The journey of sourdough
I began baking bread when I was unemployed and feeling pretty down and out in life. I was searching for something beside triathlon to give me some purpose. Some people turn to church; I turned to my oven. My inspiration came from seeing these beautiful artisan loaves on Instagram and wanting to give it a try. How hard could it be?
I began with basic sandwich loaves made with dry active yeast, then moved on to experimenting with putting herbs or nuts in the dough. I was very pleased with the results since it all tasted really good. But something was missing.
A couple months after I began baking, my girlfriend Sam and I were visiting a couple friends in New York and I mentioned my recent headlong dive into bread. It turns out one of our hosts had a sourdough starter and she was willing to give me some. I was thrilled! We talked through the process and how the process differs from using commercial yeast.
After making a few sad, dense, bricks that were best suited for construction, I started to figure out the process. I can still recall the amazing smell of my first good loaf, and my state of complete wonderment that the natural yeast and bacteria could create this incredible product.

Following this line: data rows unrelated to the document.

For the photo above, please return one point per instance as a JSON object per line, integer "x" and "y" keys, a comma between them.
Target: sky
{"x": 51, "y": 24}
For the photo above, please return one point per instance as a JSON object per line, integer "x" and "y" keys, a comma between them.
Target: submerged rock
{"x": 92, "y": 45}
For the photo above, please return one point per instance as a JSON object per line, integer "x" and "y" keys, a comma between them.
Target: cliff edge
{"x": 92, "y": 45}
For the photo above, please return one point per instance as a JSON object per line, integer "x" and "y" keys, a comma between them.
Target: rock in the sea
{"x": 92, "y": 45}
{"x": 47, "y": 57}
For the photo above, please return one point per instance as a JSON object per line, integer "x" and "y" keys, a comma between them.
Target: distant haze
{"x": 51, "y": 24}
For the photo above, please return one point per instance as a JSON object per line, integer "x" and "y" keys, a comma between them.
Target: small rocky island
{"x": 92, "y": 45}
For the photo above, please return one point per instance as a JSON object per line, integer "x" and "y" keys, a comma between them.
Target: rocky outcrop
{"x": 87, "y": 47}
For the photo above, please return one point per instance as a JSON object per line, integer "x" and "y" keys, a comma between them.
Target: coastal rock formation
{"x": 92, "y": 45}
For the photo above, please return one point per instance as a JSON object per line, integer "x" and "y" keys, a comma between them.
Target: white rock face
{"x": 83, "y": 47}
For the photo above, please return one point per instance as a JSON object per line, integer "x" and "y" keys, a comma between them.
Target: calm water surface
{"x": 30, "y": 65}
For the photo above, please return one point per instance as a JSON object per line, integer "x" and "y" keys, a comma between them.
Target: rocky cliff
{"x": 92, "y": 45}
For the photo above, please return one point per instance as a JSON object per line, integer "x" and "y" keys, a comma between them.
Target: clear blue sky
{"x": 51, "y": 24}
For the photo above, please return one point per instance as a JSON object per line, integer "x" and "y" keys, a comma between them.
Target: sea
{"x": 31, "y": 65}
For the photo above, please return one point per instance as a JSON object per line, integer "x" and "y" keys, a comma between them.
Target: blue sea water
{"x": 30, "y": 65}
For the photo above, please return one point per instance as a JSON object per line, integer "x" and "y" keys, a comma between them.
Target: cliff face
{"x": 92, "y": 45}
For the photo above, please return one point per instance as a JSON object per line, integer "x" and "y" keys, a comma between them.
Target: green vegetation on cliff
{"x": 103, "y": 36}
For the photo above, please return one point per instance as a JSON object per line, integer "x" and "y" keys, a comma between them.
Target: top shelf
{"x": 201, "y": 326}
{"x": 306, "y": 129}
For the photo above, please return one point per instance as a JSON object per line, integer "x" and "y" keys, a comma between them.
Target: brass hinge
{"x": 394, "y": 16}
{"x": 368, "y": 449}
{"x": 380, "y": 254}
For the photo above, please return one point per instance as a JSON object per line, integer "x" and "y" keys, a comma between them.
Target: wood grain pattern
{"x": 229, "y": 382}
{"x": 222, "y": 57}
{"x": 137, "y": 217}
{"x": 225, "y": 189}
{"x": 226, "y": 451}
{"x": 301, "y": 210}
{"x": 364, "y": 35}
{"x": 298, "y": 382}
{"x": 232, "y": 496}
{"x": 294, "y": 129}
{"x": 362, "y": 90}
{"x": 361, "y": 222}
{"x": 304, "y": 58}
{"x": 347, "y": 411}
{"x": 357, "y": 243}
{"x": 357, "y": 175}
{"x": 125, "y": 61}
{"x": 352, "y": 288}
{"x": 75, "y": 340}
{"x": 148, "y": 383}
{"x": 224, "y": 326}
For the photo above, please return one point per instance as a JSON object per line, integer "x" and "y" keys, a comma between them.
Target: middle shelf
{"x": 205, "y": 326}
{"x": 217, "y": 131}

Ever since that eureka moment of biting into my first successful loaf, I have been on a sourdough journey to continue experimenting with flavors and flour blends to create healthy and delicious naturally leavened bread.
I found that baking has been a great distraction from triathlon and another activity besides the good ole swim/bike/run/day job. Bread is also a great creative outlet where I can express myself through different scoring patterns or blending flours to create a wide variety of delicious bread. Just like triathlon, the more I learn about bread making, the more I enjoy it and want to continue honing my craft. Conversely, there will never be a world championships with bread making so I'm not really chasing professional performance and I'll never be butting elbows with the best in the world. But that's part of what makes bread so much fun. It's just bread.